Vitamin D supplementation and relapses

High-dose vitamin D supplementation has no impact on relapses. #MSBlog #MSResearch

EpubJames et al. The effect of vitamin D-related interventions on multiple sclerosis relapses: a meta-analysis. Mult Scler. 2013 May 22. 

Background: Observational studies have shown an association between lower vitamin D levels and higher risk of relapse among MSers. This has raised interest in potential clinical benefits of vitamin D supplementation in the management of MS. 

Objectives: The objectives were to examine the effect of vitamin D based interventions on the relative risk of relapse in MS. 
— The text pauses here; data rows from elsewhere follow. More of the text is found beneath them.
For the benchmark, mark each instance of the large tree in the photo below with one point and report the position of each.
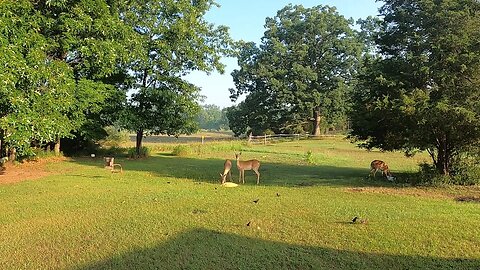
(173, 39)
(300, 72)
(53, 58)
(422, 91)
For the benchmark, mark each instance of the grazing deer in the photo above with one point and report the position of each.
(379, 165)
(252, 164)
(226, 171)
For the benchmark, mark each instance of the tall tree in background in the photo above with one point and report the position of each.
(300, 73)
(212, 117)
(53, 58)
(173, 39)
(422, 93)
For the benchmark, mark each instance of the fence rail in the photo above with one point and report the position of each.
(266, 139)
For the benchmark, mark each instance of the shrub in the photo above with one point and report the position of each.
(467, 169)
Methods: Any randomised controlled trial assessing the effect on the relative risk of relapse of any formulation or dose of vitamin D, in participants with MS, was eligible. The inverse variance with random effects model in Review Manager 5.1 was used to calculate the odds ratio of relapses in high dose vitamin D treated patients vs. controls. 

Results: Five studies were published as of September 2012, yielding a total of 129 high-dose vitamin D-treated patients and 125 controls. We found no significant association between high-dose vitamin D treatment and risk of MS relapse (OR 0.98, 95% CI 0.45-2.16). 

Conclusion: In conclusion, although no significant association between high-dose vitamin D treatment and risk of MS relapses was found, the studies were limited by several methodological limitations. Further larger, more prolonged studies are merited.

“There is little evidence from published trials that high-dose vitamin D prevents or reduces relapses. The studies are too small to be confident about this result is why we need bigger and properly powered trials to assess the impact of vD on clinical outcomes. I don’t use the possible disease-modifying effects of vD to promote high-dose supplementation in MS; I do so on the grounds of promoting bone health. MSers are more likely than controls have thin bones and fractures.”

CoI: this paper is from our group

About the author

Prof G

Professor of Neurology, Barts & The London. MS & Preventive Neurology thinker, blogger, runner, vegetable gardener, husband, father, cook and wine & food lover.


  • I wish researchers would include what they consider a high dose. The word 'high' is meaningless without quantification.

    • High dose generally means thousands of IU. Studies have used different doses, which makes things a little more difficult, and hence is not specified in this abstract, which is looking at combining a number of other publications. I tend to think of high dose as 4000-5000 IU. The European Food Safety Authority have set the "no adverse event level", ie safe level of supplementation at 4000 IU, and they comment that no consistent adverse events were seen at doses up to 10,000 IU.
      In contrast to this the current UK RDA is 400 IU, which I would think of as "low dose" supplementation.
      hope that helps

    • the reason for saying 5000 IU rather than 4000 IU is that many supplements are available as 5000 IU, so a matter of practicality!

  • The EU paper that discusses the upper limit of 4000IU sets a "no observed adverse effect level (NOAEL) of 250 μg/day", which is 10,000IU a day. I would argue that 5000IU is not high it is that 400IU is low. The problem with calling 5000IU high is people think it is in the pharmaceutical range which requires medical supervision and great caution. It is the dose that is safe for almost everyone without supervision. For those with MS you may need much higher doses to have an effect, if there is one, and these may need monitoring of the calcium levels in the urine and blood to avoid problems.

    • Sorry – my error – getting confused between tolerable upper intake level (4000 IU) and no adverse effect level (10,000 IU). I agree with the reasoning that we need to reframe the phraseology!